Thursday, August 16, 2007
My name is Chuck Gitles and, today, I am 40 years old. A little over four years ago I started this blog because I wanted a place to record and search some e-mails I posted to a Cubs's listserve group. It shocks teh hell out of me that I've kept up with it. If I've learned anything it's that I understand why people keep diaries. It's fun to go back a few years and try to recall what the hell I was thinking.
As an aside, that other people actually read this space has never ceased to surprise me.
Since it started as a place to record my thoughts, today seems to be a good day to use this place to do just that. Pardon me if you came here expecting something pertaining to baseball, but it’s my site and I’m calling the shots.
A lot of people have been telling me lately that 40 is the new 30. You know who says that? Forty year olds. To me, what 40 seems to be is the halfway point. You are 19 years into your career and 19 years from being able to tap your IRA. You are 40 years from birth and, with some luck, about 40 years from death. So, how have I done at the midpoint? Well, let’s see.

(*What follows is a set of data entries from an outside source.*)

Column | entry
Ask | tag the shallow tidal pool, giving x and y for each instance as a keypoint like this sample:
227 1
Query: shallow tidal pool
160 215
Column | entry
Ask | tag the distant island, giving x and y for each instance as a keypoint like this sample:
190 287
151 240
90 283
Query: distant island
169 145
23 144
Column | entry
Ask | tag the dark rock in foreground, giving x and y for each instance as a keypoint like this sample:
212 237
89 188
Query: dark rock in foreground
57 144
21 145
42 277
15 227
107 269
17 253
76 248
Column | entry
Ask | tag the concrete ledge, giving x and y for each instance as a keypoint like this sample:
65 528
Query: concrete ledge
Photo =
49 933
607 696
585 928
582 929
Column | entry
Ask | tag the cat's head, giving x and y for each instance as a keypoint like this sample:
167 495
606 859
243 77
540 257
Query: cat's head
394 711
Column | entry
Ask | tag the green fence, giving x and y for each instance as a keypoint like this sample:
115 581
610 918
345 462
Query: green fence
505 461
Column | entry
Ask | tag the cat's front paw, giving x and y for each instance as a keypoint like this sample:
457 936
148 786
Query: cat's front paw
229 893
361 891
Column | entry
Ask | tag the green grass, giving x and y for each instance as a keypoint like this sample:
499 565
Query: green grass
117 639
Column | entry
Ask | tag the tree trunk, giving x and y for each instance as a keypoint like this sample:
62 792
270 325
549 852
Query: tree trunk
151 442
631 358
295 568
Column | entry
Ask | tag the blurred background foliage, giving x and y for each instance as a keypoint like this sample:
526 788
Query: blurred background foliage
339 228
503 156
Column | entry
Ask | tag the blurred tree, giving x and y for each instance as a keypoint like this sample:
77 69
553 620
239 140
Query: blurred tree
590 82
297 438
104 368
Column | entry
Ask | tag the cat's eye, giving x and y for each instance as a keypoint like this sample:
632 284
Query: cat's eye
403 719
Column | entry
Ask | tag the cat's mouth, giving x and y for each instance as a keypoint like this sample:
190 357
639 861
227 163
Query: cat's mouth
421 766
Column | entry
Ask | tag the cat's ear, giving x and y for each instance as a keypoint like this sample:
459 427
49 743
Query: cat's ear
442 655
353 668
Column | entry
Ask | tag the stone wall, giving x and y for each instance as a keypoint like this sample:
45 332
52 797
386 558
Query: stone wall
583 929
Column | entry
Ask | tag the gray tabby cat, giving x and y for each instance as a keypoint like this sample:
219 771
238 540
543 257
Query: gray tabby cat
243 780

I live in a house right near where I grew up. Call that a strike against diversity. I’ve got a wife of 10-plus years who still puts up with me. Call that a point in favor of patience and cochlear implant batteries that run out of charge with regularity. I’ve got three children whom I adore and would do anything for, no matter what they think of the high a standards I hold them to. I’ve got a good career that supports my lifestyle and gives me the freedom to participate in and enjoy the irregularities that pop up from time to time. I’ve been able to give back to the community through elected public service and pure volunteerism. And I spend way too much time obsessing over professional athletes who wouldn’t know me from any other shlub they ignore and couldn’t give a crap that this page exists.

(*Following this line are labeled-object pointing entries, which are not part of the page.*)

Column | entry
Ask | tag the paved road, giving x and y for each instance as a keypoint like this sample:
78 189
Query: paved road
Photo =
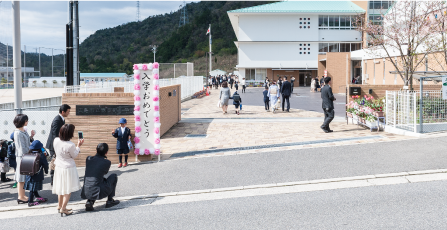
404 206
264 168
301 98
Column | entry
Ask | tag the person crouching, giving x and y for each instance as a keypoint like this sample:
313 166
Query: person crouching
34 183
96 186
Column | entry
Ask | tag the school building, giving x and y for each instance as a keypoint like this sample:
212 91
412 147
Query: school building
302 39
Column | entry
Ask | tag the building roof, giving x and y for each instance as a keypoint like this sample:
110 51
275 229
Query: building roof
102 74
304 7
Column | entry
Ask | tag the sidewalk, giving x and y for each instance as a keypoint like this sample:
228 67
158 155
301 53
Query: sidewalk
255 127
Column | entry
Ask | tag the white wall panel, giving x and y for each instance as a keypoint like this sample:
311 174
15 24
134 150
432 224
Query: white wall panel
277 55
277 27
340 35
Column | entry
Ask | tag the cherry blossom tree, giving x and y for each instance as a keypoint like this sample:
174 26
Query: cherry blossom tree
403 36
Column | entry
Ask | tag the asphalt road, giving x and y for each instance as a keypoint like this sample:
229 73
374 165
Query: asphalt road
402 206
265 168
301 98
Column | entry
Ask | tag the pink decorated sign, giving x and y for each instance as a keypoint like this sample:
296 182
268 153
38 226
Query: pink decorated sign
147 114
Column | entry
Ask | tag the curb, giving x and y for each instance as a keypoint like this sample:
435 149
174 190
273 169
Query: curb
274 185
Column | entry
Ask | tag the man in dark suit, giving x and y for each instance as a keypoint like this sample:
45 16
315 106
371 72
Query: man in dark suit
328 104
96 186
56 125
286 91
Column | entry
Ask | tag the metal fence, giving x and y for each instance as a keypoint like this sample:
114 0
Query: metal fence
411 111
189 86
39 120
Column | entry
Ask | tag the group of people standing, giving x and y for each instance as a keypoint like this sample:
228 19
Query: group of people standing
217 81
60 161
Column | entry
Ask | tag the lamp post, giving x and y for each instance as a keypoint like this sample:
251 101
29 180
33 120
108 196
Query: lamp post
154 50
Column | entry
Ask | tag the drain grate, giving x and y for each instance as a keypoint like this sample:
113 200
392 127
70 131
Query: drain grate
196 136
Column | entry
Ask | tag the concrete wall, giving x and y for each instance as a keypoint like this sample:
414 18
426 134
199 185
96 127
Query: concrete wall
278 55
99 129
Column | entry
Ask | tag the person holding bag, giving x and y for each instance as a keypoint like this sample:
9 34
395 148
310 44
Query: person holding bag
66 179
22 142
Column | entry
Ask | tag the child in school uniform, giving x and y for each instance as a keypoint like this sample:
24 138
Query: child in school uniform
34 183
123 135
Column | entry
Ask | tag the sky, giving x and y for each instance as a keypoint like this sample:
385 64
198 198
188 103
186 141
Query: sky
43 22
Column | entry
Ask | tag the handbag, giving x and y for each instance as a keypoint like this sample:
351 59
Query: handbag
52 164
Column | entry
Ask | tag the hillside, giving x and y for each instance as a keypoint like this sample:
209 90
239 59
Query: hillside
116 49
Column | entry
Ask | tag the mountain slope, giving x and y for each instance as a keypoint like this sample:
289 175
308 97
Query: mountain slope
116 49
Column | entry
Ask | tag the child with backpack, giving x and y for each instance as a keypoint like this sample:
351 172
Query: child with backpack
34 183
237 100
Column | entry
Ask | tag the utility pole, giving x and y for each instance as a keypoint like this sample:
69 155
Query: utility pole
154 50
16 53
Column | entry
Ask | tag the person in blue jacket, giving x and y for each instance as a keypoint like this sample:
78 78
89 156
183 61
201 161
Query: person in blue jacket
34 183
123 135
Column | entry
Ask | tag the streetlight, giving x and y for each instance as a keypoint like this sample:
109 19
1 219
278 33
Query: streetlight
154 50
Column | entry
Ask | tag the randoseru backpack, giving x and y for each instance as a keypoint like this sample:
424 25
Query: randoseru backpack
3 148
30 164
236 97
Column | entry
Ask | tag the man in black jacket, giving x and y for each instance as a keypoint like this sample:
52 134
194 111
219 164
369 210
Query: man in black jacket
96 186
286 90
328 104
56 125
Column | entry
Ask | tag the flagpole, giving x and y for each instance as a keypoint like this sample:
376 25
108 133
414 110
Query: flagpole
211 63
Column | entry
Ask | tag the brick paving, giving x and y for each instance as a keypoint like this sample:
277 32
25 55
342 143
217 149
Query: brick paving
231 130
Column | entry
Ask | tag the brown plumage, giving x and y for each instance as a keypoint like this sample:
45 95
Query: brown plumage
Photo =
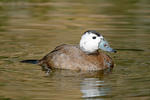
72 57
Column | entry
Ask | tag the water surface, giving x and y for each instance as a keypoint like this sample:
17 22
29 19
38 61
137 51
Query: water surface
30 29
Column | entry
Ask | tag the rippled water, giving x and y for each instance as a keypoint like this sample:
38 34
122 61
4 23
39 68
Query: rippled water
30 29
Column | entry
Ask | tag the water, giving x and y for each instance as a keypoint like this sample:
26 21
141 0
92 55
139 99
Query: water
30 29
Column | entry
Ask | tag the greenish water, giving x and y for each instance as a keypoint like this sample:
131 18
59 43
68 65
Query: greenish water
29 29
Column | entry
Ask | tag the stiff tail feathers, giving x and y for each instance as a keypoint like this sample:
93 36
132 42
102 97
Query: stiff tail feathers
32 61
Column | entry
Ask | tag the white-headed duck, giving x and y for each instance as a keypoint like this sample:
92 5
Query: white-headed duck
83 57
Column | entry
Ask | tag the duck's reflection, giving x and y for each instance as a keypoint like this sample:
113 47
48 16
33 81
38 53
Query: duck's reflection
92 85
93 88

So, given that life has dealt me a hand akin to “three of a kind,” it would seem that I’d have a rather positive outlook on everything. Why so curmudgeonly on the Chicago Cubs?
I think that it’s precisely because things have gone so well for me that I can’t stand to see ongoing struggling with the team I follow. “So, why follow them?” people ask me. I respond simply, “I’m a Cub fan for the same reason I am Jewish. Because my dad told me that’s what I was.”

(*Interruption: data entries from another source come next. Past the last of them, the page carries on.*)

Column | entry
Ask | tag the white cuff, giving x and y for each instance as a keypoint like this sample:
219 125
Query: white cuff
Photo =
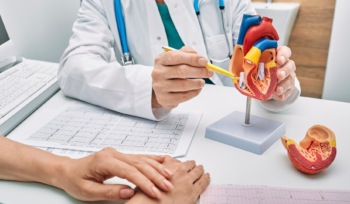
143 97
160 113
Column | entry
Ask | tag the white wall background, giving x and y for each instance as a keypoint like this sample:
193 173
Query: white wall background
337 81
40 29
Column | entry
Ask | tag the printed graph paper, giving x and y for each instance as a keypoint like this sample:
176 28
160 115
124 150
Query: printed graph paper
87 127
231 194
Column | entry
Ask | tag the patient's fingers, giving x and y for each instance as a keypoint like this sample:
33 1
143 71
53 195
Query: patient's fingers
196 173
202 183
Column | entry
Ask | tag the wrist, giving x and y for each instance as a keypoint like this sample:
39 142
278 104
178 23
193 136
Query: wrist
59 172
155 103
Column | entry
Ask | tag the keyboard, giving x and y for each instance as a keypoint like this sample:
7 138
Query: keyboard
22 82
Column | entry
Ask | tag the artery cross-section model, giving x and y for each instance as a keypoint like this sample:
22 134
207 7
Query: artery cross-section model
256 49
315 152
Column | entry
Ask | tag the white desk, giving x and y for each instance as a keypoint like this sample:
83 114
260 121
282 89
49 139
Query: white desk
226 164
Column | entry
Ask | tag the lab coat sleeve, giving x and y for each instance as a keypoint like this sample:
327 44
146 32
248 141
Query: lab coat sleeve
87 74
246 7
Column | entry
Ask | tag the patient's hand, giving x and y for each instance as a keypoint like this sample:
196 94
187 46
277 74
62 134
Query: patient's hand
188 181
83 178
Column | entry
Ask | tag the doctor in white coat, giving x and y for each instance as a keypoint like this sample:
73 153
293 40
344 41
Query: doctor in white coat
158 81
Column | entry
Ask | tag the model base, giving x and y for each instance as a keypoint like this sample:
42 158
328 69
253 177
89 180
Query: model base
256 138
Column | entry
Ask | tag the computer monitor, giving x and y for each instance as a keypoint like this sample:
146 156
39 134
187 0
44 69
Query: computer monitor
7 48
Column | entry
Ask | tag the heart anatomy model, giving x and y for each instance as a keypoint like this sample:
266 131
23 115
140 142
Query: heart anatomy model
254 58
315 152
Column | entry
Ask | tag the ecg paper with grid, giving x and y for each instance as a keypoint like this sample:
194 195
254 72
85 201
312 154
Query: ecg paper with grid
88 128
230 194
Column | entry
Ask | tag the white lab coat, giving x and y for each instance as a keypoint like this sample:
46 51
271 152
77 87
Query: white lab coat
87 73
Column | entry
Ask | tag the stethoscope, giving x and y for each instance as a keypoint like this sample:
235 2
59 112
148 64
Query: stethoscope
222 8
127 59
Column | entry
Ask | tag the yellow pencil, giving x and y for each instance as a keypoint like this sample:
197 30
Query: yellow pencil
209 66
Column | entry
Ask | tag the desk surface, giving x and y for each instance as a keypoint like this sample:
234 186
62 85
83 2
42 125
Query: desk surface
226 164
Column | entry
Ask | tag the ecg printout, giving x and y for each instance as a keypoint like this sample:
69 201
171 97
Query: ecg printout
89 128
230 194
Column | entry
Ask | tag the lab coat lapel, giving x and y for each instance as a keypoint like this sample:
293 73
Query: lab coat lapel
186 23
185 20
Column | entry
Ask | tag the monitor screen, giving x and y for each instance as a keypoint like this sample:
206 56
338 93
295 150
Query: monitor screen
4 37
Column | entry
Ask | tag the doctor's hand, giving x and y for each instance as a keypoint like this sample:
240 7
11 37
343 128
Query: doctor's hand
189 182
285 74
83 178
177 77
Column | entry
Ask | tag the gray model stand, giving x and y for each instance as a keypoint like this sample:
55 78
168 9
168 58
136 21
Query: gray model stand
251 133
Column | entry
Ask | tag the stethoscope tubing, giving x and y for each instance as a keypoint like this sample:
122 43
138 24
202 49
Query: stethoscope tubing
121 26
222 8
123 38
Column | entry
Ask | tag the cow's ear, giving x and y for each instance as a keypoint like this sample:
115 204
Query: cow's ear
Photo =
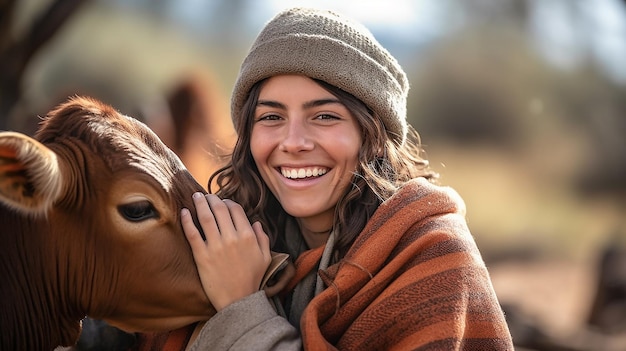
30 178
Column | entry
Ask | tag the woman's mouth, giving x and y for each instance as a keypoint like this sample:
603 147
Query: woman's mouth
301 173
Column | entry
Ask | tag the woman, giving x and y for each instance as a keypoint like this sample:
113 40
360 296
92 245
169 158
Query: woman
327 170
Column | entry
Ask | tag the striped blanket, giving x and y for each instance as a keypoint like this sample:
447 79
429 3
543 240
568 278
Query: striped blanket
413 280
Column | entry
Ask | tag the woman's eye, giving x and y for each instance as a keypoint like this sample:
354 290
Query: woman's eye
327 117
268 118
138 211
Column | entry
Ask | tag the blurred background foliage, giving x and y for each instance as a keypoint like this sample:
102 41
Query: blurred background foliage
521 104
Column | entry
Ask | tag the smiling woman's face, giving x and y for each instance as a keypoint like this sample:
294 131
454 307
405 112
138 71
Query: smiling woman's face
305 144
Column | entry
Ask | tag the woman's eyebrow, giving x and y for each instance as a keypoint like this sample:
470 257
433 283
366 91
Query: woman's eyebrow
306 105
321 102
271 103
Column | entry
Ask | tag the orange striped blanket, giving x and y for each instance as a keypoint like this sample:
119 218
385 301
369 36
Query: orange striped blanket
413 280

I guess my biggest regret in life, so far, is that my father didn’t get a chance to meet his grandchildren (of which he has four as of last week, thanks to my new nephew). He’d have loved the fact that The Seven Year Old has also turned out to be a huge sports fan. He’d have loved to give piggy back rides to The Four Year Old. And he’d have melted when The Two Year Old Girl would have run to him and hugged his legs. With any luck, I’ll get a few experiences he missed out on. When he was 5, the Cubs were in the World Series. It’s gotta be my turn one of these days.